Review by Tony Keen
In the late 1970s, DC was doing poorly. Marvel ruled the roost, and DC publisher Jenette Kahn’s first attempt to fight back, through flooding the market with more titles with more pages, had imploded spectacularly. An increased corporate attitude at Marvel, however, tempted over some key talent, including Marv Wolfman. Together with friend and editor Len Wein, he decided to revive the Teen Titans, a group of superhero sidekicks who in their previous incarnation had been best known for the sheer absurdity of their stories. Wolfman kept founders Robin, Kid Flash and Wonder Girl, dumped Aqualad and everyone who had joined the Titans after the team’s first appearance, and added four new members. Changeling as Beast Boy had been in the Doom Patrol, but Starfire, Raven and Cyborg were wholly new characters. To draw this series, Wolfman teamed with George Pérez, who had come over to DC for Justice League of America.
Setting the series in New York, where most Marvel comics took place, rather than a more typical DC fictional city, makes obvious Wein and Wolfman’s plan, which was to produce a Marvel-style comic in the DC Universe. To this end they included a number of story elements more familiar at Marvel, such as a fractious group dynamic built around younger characters, who could be identified with by a teenage readership, or a fight with other heroes, in this case the Justice League of America. The intention was to produce something that could rival X-Men by seizing on what worked best in that title.
New Teen Titans had a slightly rocky start, as Wolfman describes in an introduction. Presumably readers expecting something like the previous Teen Titans were confused by what they actually got, but only a few issues in sales suddenly started to soar. It’s not hard to see why. Essentially, the Marvel formula worked at DC. Wolfman’s later Marvel work had been uninspired, but the new series seems to have reinvigorated him. True, he overwrites dialogue in the early issues, something that tends to be encouraged by producing comics Marvel-style (i.e. the artist creating pages from a synopsis, to which the writer then adds words, rather than the artist working from a full script).

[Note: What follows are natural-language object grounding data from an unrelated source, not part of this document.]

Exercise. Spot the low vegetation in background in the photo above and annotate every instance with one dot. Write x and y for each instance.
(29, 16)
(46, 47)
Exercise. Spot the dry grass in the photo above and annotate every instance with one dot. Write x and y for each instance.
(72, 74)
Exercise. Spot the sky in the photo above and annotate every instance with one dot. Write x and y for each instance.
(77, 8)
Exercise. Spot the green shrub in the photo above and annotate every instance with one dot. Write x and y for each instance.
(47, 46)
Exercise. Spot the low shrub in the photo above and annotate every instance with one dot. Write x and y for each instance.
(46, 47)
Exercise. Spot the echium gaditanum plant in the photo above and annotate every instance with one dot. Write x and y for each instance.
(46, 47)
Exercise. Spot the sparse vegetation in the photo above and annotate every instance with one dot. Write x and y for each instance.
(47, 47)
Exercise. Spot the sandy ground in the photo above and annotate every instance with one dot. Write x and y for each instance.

But by the last of the comics reprinted here, which cover 1980 to 1981, he was reining himself in. The character dynamics worked, and both new and old characters are interesting to readers.
With sympathetic inker Romeo Tanghal, Pérez also took to the series with enthusiasm. Where on Avengers he had generally only drawn small batches of issues, for Teen Titans he was able to produce longer runs. Fill-ins weren’t unknown – there is one here from Curt Swan – but they would be much rarer than before. Pérez clearly has fun designing the new characters. Cyborg is the sort of intricately designed figure that Pérez delights in, whilst in Raven, with her slimmer build and body-enveloping cloak, he designed a superheroine in marked contrast to the scantily-clad pneumatic heroines usually found in comics, of which Starfire is the epitome. Most of all, Pérez seems to have fully taken to the role of co-plotter, and the series benefits enormously.